In den Medien ist es allerdings auch schwierig, selbst mit durchaus überlegten Äußerungen über Hitler eindeutig wahrgenommen zu werden. Diese Erfahrung musste der US-Schauspieler Will Smith machen. In einem Interview versuchte er, das Denken und Handeln Hitlers zu erklären: „Er wachte nicht mit dem Vorsatz auf – Lass mich heute das Schlimmstmögliche tun…Ich vermute, er wachte morgens auf und tat das Richtige im Sinne seiner perversen und umgekehrten Logik.”
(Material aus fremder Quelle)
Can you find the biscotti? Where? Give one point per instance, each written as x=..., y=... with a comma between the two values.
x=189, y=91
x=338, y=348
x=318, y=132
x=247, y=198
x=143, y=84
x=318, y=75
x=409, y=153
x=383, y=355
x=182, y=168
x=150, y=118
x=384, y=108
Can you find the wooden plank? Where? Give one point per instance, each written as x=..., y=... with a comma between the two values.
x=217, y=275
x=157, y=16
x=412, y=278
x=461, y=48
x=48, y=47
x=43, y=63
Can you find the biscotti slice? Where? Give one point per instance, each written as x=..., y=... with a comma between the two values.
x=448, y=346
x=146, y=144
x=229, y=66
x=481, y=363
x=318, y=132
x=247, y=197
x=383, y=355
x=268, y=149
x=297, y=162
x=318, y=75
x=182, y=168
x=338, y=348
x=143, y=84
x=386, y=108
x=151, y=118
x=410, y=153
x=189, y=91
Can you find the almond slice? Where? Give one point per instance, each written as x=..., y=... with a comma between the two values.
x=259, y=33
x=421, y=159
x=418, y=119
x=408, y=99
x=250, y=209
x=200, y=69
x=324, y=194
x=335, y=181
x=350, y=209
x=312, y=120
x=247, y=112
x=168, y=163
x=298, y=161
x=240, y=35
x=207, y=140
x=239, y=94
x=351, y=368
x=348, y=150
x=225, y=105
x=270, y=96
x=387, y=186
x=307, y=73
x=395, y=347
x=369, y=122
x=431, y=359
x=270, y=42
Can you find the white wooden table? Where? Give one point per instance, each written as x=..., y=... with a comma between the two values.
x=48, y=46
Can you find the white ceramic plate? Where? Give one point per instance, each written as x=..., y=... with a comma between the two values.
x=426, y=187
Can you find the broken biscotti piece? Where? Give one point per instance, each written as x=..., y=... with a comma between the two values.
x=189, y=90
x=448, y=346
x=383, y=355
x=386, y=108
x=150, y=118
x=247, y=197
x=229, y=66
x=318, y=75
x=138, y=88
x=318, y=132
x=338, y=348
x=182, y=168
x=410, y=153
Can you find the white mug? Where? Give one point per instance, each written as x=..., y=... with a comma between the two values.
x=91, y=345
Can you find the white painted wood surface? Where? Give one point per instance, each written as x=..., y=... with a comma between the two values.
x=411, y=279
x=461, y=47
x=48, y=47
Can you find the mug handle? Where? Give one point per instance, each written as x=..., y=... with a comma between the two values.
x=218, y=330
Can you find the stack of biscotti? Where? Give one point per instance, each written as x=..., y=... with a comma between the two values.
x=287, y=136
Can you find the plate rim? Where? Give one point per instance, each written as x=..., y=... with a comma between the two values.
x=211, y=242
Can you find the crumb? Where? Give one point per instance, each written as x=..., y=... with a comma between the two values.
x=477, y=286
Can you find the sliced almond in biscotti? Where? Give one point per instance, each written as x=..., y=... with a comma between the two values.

Der Satz von Will Smith, der im englischen Original „das Richtige“ unter Anführungszeichen gesetzt hatte, wurde quer über die Welt medial so transportiert, als ob Smith Hitler als guten Menschen bezeichnet hätte. Es kostete Smith viel Kraft und einen Prozess, um über ein Gericht feststellen zu lassen, dass sein Satz von der Nachrichtenagentur und fast allen Medien völlig missinterpretiert worden ist. Eine gute Darstellung seines Falls und vor allem eine Lektion über Medien und Internet liefert Dennis Prager auf WorldNetDaily.
Will Smith, dem übel mitgespielt wurde, ist die Ausnahme. Bedrückend bleibt, dass selbst in so international orientierten Gruppen wie den Kulturschaffenden, egal ob aus Aggression, Blödheit, Langeweile oder Vorurteil, Antisemitismus, Rassismus und Hitlerei noch vorkommen.